Wenn man in der Geschichte zurückgeht – das haben wir gemacht – und sich fragt, warum in dieser Region ein zusätzlicher Wahlkreis entstanden ist, kommt man auf die Jahre 1996 und 1998. Damals, zur Regierungszeit Kohl, haben Sie ohne Berücksichtigung der Vorschläge der unabhängigen Wahlkreiskommission diese Region so geschnitten, dass es in dem Landkreis drei Wahlkreise gab. Damit haben Sie selbst gegen die Empfehlung der unabhängigen Wahlkreiskommission gehandelt, während wir heute hier unabhängige Vorschläge umsetzen. Meine Damen und Herren, das ist keine Manipulation, sondern Bindung an Recht und Gesetz, und das werden wir beachten.
(Beifall bei der SPD, dem BÜNDNIS 90/DIE GRÜNEN und der FDP)
Sie behaupten obendrein, dass wir der geschätzten Kollegin Claudia Roth einen eigenen Wahlkreis bauen würden. Natürlich hat sie in Augsburg kandidiert – wie der geschätzte Kollege Volker Ullrich auch. Wenn man sich die Wahlergebnisse mal anschaut, dann sieht man, dass er bei der damaligen Wahl – für die CSU war das Ergebnis sehr schlecht, was vermutlich dazu führt, dass sie so aufgeregt ist – die Nase vorn gehabt hätte.
Wenn man Ihren Vorschlag daraufhin überprüfen würde, was gewesen wäre, wenn wir das in München machen würden, dann käme heraus, dass dort im Innenstadtbereich ein Wahlkreis entstanden wäre, in dem die CSU 22 Prozent hätte, die SPD leider nur 19 Prozent und die Grünen sagenhafte 32 Prozent.

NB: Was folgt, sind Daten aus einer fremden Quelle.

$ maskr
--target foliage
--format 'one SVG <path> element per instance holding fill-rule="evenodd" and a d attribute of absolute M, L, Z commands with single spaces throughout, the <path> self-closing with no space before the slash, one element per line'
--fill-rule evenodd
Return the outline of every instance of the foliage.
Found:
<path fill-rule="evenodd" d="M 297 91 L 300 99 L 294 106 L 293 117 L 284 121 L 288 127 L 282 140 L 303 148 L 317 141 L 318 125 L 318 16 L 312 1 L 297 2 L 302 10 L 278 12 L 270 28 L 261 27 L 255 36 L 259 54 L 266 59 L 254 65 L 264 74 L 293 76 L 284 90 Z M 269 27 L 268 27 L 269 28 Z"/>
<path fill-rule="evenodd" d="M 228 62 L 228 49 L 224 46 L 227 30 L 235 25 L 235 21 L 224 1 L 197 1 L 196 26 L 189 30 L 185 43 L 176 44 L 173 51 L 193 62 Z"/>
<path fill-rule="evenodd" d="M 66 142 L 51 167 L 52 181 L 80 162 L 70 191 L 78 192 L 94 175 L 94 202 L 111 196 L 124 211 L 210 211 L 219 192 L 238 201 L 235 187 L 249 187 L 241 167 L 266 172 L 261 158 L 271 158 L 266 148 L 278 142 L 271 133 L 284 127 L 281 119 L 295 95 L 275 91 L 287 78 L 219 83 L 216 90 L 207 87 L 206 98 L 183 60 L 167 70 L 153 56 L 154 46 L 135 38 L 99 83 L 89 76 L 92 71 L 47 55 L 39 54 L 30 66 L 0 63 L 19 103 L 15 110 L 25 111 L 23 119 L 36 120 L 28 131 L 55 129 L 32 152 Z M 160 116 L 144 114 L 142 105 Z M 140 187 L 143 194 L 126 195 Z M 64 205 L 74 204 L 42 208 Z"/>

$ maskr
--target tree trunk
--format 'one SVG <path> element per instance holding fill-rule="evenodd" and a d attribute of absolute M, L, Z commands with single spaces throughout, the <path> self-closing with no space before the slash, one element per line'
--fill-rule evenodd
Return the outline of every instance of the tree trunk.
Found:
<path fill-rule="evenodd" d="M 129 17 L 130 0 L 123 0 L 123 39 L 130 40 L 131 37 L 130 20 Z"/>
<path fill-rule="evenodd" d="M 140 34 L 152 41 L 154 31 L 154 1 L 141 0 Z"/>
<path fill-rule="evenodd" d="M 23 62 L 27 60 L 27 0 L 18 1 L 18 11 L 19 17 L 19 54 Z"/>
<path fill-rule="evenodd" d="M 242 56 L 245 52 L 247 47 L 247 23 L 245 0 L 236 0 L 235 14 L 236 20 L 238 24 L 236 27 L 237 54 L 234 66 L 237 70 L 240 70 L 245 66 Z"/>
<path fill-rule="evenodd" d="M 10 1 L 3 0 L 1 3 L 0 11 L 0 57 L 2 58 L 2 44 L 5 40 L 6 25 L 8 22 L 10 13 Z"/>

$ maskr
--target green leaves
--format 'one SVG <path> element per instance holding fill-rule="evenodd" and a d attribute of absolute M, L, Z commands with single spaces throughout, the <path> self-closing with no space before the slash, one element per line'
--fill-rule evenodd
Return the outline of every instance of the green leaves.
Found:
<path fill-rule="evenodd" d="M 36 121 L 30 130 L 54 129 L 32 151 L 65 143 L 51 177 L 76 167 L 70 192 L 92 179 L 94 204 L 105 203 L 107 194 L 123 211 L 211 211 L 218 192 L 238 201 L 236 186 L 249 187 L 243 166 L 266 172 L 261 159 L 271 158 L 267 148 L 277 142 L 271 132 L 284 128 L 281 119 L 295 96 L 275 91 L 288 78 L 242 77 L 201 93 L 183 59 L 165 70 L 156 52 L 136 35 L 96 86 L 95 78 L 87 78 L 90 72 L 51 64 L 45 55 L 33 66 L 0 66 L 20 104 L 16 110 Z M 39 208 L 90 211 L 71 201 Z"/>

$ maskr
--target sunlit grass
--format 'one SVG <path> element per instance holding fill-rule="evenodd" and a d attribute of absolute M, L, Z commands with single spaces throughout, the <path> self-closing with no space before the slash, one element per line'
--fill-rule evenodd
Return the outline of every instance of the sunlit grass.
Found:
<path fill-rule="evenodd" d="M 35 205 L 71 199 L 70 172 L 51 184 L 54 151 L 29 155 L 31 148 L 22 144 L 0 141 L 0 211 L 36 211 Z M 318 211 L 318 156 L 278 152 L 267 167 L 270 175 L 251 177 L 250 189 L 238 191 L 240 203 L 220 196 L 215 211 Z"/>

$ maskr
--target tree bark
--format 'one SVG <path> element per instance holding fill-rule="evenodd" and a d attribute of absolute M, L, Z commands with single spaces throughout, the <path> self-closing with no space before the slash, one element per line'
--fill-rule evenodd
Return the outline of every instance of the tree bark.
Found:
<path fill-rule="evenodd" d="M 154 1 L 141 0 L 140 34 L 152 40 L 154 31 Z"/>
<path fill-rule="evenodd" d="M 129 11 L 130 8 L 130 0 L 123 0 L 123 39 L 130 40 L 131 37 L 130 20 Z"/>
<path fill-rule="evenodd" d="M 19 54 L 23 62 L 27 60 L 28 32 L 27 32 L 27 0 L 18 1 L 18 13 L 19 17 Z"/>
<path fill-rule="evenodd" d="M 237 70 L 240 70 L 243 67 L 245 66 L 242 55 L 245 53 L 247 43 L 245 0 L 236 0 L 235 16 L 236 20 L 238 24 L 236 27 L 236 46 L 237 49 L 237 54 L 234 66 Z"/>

Da wäre die Manipulation gewesen, meine Damen und Herren!
(Alexander Hoffmann [CDU/CSU]: Und die anderen vier Wahlkreise? Die anderen vier?)

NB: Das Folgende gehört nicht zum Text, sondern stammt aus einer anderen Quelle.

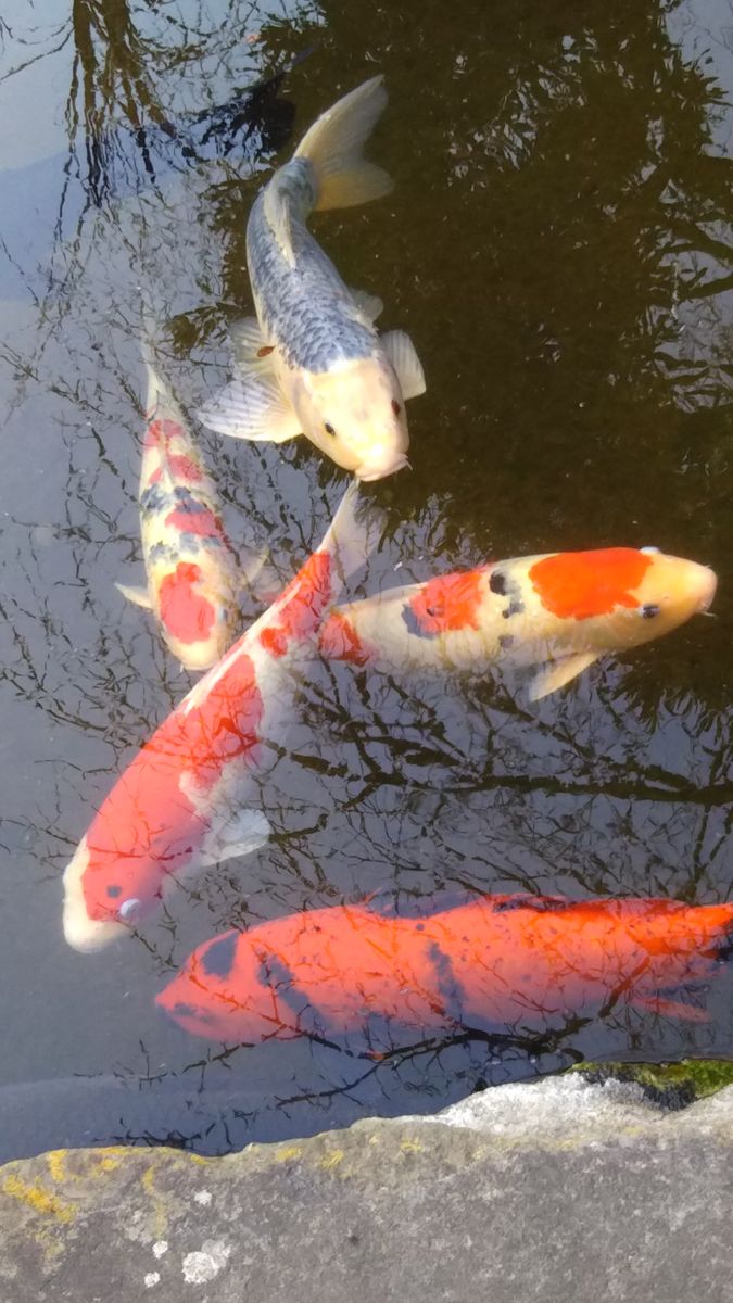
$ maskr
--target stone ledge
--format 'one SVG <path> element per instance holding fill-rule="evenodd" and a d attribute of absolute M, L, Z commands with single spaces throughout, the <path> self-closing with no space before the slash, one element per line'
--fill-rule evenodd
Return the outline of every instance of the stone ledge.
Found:
<path fill-rule="evenodd" d="M 224 1158 L 7 1164 L 0 1303 L 723 1303 L 732 1196 L 733 1088 L 552 1078 Z"/>

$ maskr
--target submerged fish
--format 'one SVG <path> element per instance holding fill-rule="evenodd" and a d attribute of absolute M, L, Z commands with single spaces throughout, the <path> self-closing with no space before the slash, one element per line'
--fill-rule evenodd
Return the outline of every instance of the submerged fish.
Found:
<path fill-rule="evenodd" d="M 623 1006 L 706 1019 L 682 997 L 730 947 L 733 904 L 485 895 L 417 919 L 365 906 L 205 942 L 157 997 L 185 1031 L 258 1042 L 558 1031 Z"/>
<path fill-rule="evenodd" d="M 323 612 L 364 562 L 355 491 L 347 490 L 292 582 L 184 697 L 102 803 L 64 873 L 70 946 L 104 946 L 153 913 L 183 874 L 267 840 L 260 809 L 266 744 L 282 737 L 292 709 L 293 667 L 316 653 Z"/>
<path fill-rule="evenodd" d="M 233 637 L 240 588 L 217 490 L 185 417 L 147 362 L 147 429 L 140 473 L 146 588 L 117 584 L 151 610 L 187 670 L 207 670 Z"/>
<path fill-rule="evenodd" d="M 303 433 L 360 480 L 407 464 L 404 400 L 424 392 L 423 367 L 403 331 L 377 335 L 380 300 L 347 289 L 305 219 L 390 189 L 361 156 L 385 104 L 381 77 L 351 91 L 254 201 L 247 259 L 257 321 L 237 327 L 241 377 L 201 413 L 240 439 L 280 443 Z"/>
<path fill-rule="evenodd" d="M 536 701 L 599 657 L 707 611 L 716 584 L 707 566 L 656 547 L 519 556 L 337 607 L 321 627 L 321 652 L 390 672 L 540 666 L 530 687 Z"/>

Deswegen haben wir gesagt: Wir machen uns hier nicht angreifbar, sondern wir nehmen die unabhängigen Vorschläge. Wir machen das in der Region, in der es ohnehin Abweichungen gibt, nämlich in der Region Augsburg. Streuen Sie den Menschen nicht Sand in die Augen! Sie wollen nur zum eigenen Vorteil handeln,
(Alexander Hoffmann [CDU/CSU]: Das ist nachher mein Satz!)

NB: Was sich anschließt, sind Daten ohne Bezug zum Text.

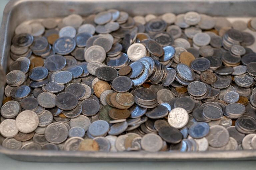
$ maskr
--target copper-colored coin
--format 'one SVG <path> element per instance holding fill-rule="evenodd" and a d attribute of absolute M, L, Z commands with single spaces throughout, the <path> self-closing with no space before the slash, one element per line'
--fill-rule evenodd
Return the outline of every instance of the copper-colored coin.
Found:
<path fill-rule="evenodd" d="M 150 87 L 150 86 L 151 85 L 152 85 L 152 84 L 148 82 L 145 82 L 142 84 L 142 87 L 145 88 L 149 89 L 149 87 Z"/>
<path fill-rule="evenodd" d="M 219 32 L 218 32 L 217 30 L 215 30 L 215 29 L 211 29 L 211 30 L 206 30 L 206 31 L 210 31 L 211 32 L 212 32 L 213 33 L 214 33 L 216 34 L 216 35 L 218 36 L 219 35 Z"/>
<path fill-rule="evenodd" d="M 133 139 L 138 137 L 137 135 L 131 134 L 128 136 L 124 141 L 124 147 L 125 149 L 129 149 L 132 147 L 132 142 Z"/>
<path fill-rule="evenodd" d="M 184 51 L 181 53 L 180 55 L 180 61 L 181 63 L 190 66 L 191 62 L 195 59 L 194 56 L 188 52 Z"/>
<path fill-rule="evenodd" d="M 111 97 L 111 95 L 112 95 L 112 93 L 111 93 L 109 94 L 108 94 L 107 96 L 106 96 L 106 101 L 108 105 L 112 107 L 115 107 L 113 106 L 113 105 L 112 105 L 112 103 L 111 103 L 111 101 L 110 101 L 110 97 Z"/>
<path fill-rule="evenodd" d="M 30 71 L 32 68 L 35 67 L 35 63 L 34 62 L 30 61 L 30 65 L 29 66 L 29 71 Z"/>
<path fill-rule="evenodd" d="M 55 41 L 59 38 L 59 35 L 56 34 L 51 34 L 47 38 L 47 41 L 51 45 L 52 45 Z"/>
<path fill-rule="evenodd" d="M 100 98 L 100 95 L 103 92 L 108 90 L 111 90 L 111 87 L 109 84 L 105 81 L 100 80 L 98 81 L 93 86 L 94 93 L 98 98 Z"/>
<path fill-rule="evenodd" d="M 129 65 L 125 66 L 119 70 L 118 74 L 120 76 L 127 75 L 132 70 L 132 68 Z"/>
<path fill-rule="evenodd" d="M 19 141 L 26 141 L 33 137 L 34 134 L 35 132 L 33 131 L 28 133 L 25 133 L 19 131 L 19 133 L 14 136 L 14 138 Z"/>
<path fill-rule="evenodd" d="M 119 109 L 125 109 L 129 108 L 130 106 L 125 107 L 122 106 L 117 103 L 117 102 L 116 101 L 116 97 L 117 94 L 117 93 L 113 93 L 113 94 L 112 94 L 110 96 L 110 101 L 111 102 L 112 105 L 114 106 L 115 108 Z"/>
<path fill-rule="evenodd" d="M 7 97 L 3 100 L 3 105 L 7 102 L 9 102 L 9 101 L 11 101 L 11 100 L 12 100 L 12 98 L 11 97 Z"/>
<path fill-rule="evenodd" d="M 180 93 L 184 93 L 188 91 L 188 88 L 187 86 L 184 86 L 180 88 L 175 87 L 175 89 L 176 91 Z"/>
<path fill-rule="evenodd" d="M 118 109 L 115 108 L 111 110 L 109 113 L 110 115 L 114 115 L 115 118 L 119 119 L 128 118 L 130 115 L 130 111 L 127 109 Z"/>
<path fill-rule="evenodd" d="M 97 142 L 91 139 L 85 139 L 80 143 L 78 146 L 80 151 L 98 151 L 99 150 Z"/>
<path fill-rule="evenodd" d="M 116 95 L 116 100 L 120 105 L 123 106 L 131 107 L 134 104 L 133 95 L 129 93 L 118 93 Z"/>
<path fill-rule="evenodd" d="M 205 83 L 211 84 L 214 83 L 217 80 L 214 73 L 210 71 L 204 71 L 200 74 L 200 79 Z"/>
<path fill-rule="evenodd" d="M 44 60 L 39 57 L 36 57 L 31 59 L 30 61 L 35 63 L 35 67 L 42 67 L 44 65 Z"/>
<path fill-rule="evenodd" d="M 225 34 L 227 31 L 231 29 L 231 27 L 223 27 L 219 31 L 219 35 L 221 37 Z"/>
<path fill-rule="evenodd" d="M 61 118 L 66 118 L 67 117 L 66 117 L 65 115 L 63 114 L 62 113 L 61 113 L 59 115 L 58 115 L 59 117 L 60 117 Z"/>
<path fill-rule="evenodd" d="M 245 106 L 248 104 L 248 99 L 246 97 L 240 96 L 239 96 L 239 100 L 236 103 L 242 104 Z"/>

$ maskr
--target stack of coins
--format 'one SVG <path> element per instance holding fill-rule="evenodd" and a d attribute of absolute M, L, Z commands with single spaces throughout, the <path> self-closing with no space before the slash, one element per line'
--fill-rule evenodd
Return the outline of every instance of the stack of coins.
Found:
<path fill-rule="evenodd" d="M 0 144 L 256 149 L 255 21 L 195 12 L 131 17 L 114 9 L 26 21 L 10 47 Z"/>

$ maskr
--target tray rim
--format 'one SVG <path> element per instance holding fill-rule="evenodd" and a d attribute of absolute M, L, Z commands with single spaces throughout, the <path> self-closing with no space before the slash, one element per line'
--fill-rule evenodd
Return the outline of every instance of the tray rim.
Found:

und das haben wir klar identifiziert, liebe Kolleginnen und Kollegen.
(Beifall bei der SPD, dem BÜNDNIS 90/DIE GRÜNEN und der FDP – Leni Breymaier [SPD]: Hört! Hört!)
Wenn Sie dann Worte wie „Gerrymandering“ in den Mund nehmen, also das bewusste Zuschneiden von Wahlkreisen zum eigenen Vorteil, dann muss man sagen: Das wäre nach dem alten Wahlrecht der Union noch möglich gewesen, wenn nämlich Direktmandate nicht ausgeglichen werden und so Wahlergebnisse im Verhältniswahlrecht verzerrt werden. Das ist aber nach dem neuen Wahlrecht ausgeschlossen; denn wir haben gesagt: 630 Sitze, keiner mehr.
(Alexander Hoffmann [CDU/CSU]: Krachend gescheitert!)
Die Wahlkreise entscheiden über die personelle Zusammensetzung, aber nicht über die Größe des eigenen Vorteils, meine Damen und Herren.
(Beifall bei der SPD, dem BÜNDNIS 90/DIE GRÜNEN und der FDP)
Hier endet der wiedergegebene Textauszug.